Thousands of lawyers have protested at the headquarters of the Lawyers Syndicate in Cairo, and its branches in the Delta and Upper Egypt governorates, against the implementation of the electronic invoice system, calling on the Ministry of Finance to cancel it.
In November, the Tax Authority required individual establishments, whether commercial, industrial, service or professional (such as doctors, lawyers, artists, chartered accountants, engineers and consultants) and all self-employed individuals to register for the electronic invoice system by 15 December.
In a scene that has been absent from the Egyptian trade unions for years, the trade union branches organised protests in front of their headquarters and several courts across governorates nationwide. Lawyers chanted slogans calling for the new system's abolition, claiming it violates the law.
A large group in the legal field rejects the government's policy in dealing with lawyers for several reasons.

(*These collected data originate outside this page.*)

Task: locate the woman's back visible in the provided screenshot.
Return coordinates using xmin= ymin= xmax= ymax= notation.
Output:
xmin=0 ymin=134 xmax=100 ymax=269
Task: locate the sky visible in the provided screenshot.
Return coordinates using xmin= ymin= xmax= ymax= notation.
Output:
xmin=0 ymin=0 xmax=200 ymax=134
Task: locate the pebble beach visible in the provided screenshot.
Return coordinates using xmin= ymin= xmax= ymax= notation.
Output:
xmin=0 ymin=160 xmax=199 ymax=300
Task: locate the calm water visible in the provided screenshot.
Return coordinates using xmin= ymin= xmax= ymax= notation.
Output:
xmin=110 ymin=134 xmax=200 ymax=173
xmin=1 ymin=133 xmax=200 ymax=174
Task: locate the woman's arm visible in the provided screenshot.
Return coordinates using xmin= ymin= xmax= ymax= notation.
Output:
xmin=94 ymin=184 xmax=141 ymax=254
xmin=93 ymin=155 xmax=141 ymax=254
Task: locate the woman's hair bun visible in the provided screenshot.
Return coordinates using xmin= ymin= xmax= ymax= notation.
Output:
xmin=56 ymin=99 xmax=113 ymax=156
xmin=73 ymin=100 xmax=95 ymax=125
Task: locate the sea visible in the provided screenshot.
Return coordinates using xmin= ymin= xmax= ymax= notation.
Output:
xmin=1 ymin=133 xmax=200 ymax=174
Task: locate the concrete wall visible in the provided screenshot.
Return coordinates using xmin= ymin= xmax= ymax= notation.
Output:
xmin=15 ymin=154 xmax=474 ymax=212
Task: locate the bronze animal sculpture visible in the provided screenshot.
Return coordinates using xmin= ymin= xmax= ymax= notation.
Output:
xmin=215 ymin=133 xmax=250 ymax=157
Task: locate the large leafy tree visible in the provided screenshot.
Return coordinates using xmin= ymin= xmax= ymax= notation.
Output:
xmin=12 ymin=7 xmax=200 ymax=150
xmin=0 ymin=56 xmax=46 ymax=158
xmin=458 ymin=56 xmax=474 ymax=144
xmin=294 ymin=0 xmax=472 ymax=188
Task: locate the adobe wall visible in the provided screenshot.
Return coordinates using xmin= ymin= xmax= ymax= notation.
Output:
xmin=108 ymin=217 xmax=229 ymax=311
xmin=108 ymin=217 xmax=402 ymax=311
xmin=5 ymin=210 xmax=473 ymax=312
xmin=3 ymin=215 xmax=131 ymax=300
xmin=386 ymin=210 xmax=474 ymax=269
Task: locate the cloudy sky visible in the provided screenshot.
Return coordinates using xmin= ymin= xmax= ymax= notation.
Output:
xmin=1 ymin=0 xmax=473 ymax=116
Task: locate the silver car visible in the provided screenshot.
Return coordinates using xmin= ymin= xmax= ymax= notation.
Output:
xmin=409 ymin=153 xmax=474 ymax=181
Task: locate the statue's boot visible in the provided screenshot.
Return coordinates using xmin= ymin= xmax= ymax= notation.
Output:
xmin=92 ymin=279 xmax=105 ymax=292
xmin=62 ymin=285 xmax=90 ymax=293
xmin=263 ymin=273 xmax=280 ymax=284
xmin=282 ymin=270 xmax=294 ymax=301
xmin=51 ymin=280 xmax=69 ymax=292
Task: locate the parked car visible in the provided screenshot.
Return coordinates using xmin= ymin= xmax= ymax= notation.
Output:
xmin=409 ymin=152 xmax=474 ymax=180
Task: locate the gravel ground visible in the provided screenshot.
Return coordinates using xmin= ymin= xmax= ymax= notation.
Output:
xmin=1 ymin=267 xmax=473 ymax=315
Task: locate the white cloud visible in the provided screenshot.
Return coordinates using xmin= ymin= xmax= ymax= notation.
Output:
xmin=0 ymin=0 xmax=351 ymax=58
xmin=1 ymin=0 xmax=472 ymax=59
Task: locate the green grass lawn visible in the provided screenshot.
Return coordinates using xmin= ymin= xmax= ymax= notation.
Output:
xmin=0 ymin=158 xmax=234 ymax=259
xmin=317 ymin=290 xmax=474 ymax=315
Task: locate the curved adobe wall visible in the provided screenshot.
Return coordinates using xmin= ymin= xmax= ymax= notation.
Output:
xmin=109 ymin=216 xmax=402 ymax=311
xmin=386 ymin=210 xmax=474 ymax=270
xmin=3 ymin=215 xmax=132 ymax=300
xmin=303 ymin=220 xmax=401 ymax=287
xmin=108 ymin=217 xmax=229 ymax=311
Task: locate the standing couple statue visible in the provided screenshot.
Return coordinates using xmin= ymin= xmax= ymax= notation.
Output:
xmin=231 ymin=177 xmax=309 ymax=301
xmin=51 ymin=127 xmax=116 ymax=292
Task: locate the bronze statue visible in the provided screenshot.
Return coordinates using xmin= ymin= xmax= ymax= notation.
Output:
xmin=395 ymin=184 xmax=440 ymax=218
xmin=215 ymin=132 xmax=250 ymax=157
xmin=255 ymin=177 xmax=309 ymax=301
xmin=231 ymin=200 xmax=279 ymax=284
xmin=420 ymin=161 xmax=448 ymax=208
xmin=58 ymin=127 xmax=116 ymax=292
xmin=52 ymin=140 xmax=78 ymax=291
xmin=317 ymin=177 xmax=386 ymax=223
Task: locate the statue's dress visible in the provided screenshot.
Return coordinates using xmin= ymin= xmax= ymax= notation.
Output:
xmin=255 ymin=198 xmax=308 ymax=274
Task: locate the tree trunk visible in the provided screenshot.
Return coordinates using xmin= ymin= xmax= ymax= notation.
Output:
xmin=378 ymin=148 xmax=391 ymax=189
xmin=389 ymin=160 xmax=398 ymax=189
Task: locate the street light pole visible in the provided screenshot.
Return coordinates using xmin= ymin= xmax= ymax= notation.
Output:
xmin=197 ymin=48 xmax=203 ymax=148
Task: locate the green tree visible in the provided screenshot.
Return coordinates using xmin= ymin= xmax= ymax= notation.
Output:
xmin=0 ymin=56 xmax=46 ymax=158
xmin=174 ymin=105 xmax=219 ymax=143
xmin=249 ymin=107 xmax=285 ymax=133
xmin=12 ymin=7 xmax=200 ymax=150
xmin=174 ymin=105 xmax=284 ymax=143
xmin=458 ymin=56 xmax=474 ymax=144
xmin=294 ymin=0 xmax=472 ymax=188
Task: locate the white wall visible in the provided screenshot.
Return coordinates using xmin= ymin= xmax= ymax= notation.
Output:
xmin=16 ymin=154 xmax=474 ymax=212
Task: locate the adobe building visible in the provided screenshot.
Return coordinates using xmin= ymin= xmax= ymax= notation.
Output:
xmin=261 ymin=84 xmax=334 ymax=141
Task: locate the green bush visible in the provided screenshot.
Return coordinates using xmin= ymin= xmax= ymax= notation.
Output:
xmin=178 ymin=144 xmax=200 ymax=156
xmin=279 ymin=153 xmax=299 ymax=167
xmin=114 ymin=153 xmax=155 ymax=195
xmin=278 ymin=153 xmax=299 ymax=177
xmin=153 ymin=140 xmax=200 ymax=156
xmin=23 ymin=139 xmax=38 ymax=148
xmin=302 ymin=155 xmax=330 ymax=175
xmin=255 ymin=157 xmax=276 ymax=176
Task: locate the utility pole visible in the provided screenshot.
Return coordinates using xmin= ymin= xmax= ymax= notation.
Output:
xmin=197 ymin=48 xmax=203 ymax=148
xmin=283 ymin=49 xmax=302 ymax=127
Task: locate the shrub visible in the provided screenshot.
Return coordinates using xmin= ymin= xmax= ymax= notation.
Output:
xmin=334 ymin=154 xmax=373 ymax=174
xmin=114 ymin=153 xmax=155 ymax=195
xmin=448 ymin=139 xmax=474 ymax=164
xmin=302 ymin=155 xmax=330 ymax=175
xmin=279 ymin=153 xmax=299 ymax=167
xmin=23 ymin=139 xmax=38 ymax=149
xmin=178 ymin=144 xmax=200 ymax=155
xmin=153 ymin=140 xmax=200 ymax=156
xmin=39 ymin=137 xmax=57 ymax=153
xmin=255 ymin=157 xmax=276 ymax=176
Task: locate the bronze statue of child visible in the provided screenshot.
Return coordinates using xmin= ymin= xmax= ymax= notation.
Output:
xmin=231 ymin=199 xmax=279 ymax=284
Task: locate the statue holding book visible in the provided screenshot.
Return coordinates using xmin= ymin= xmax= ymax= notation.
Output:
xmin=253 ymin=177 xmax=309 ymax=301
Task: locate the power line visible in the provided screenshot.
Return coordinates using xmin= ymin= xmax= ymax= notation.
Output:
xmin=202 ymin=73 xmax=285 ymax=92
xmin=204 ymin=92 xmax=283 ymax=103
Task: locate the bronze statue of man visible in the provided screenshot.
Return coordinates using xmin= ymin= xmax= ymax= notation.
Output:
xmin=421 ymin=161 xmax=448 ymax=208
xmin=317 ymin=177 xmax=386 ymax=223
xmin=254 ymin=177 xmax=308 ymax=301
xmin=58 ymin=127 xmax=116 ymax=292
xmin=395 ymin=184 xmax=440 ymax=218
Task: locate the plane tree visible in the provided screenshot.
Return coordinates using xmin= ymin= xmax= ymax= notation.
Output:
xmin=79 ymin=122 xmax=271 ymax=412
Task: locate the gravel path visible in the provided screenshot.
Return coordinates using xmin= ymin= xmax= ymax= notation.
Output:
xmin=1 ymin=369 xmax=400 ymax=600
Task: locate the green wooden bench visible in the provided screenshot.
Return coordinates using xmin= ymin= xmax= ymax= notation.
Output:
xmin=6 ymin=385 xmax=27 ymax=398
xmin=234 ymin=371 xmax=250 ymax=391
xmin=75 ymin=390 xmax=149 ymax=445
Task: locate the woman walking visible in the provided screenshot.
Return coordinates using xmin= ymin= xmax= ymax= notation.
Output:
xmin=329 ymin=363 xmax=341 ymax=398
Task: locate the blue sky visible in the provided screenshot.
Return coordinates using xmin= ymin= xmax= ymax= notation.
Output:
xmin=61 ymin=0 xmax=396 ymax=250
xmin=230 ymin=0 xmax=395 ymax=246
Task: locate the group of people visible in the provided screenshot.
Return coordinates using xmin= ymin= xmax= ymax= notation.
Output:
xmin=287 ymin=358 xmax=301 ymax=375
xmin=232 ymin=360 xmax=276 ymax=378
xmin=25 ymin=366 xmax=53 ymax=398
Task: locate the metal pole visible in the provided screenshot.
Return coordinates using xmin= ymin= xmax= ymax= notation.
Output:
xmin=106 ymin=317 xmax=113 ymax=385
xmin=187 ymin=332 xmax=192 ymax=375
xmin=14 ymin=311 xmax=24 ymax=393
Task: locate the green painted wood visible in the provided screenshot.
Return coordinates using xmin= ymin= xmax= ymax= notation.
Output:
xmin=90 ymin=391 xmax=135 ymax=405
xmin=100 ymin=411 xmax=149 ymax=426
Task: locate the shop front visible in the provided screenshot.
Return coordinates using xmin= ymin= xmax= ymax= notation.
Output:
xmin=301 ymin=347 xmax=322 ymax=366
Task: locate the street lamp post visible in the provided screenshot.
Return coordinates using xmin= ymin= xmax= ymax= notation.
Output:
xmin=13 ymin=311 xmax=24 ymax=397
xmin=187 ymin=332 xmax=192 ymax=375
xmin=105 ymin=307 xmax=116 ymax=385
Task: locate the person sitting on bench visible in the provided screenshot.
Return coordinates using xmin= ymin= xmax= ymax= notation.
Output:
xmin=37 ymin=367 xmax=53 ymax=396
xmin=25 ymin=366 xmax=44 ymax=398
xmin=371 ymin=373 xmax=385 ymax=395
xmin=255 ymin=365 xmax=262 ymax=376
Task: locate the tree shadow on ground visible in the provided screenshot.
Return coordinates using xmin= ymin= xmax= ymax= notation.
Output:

Lawyer Khaled Ali explained: "Lawyers are subject to income tax, value-added tax, stamps and fees collected on lawsuits, declarations and applications. Now, even reviewing rulings or submitting documents have fees imposed on them, some of which go to the state treasury and some to various funds in various parties. This is at a time when the lawyer and their association are committed to professional development and its costs without support or support from any party."
Ali warned against the government's insistence that lawyers join the electronic invoice system, saying: "Levying is an approach that ignores the effects of imposing all these fees on the future of the profession and its members."
Lawyers stated that the response of colleagues to the call exceeded expectations, in Cairo, Giza and the rest of the governorates of the republic, despite the security presence. The headquarters were crowded with large numbers of lawyers keen to participate in the demonstrations.
One of the lawyers who participated in the protest in front of their union's headquarters described the matter as a "shakedown" and a violation of the law. Mustafa Abu Al-Hassan, a member of the Bar Association, shared: "The government deals with lawyers as if they are merchants, which is not true, and the new decision unjustly places additional financial burdens on the legal profession because it is deducted from their fees, along with what they pay in terms of taxes, fees, stamps, etc."
Abu Al-Hassan believes: "The deteriorating economic conditions of the state prompted the government to turn into a collection state to save money, but this will negatively affect litigation between people and harm the course of justice, in light of all parties suffering from the costs of unfair fees. Therefore, we affirm our right to reject and cancel them."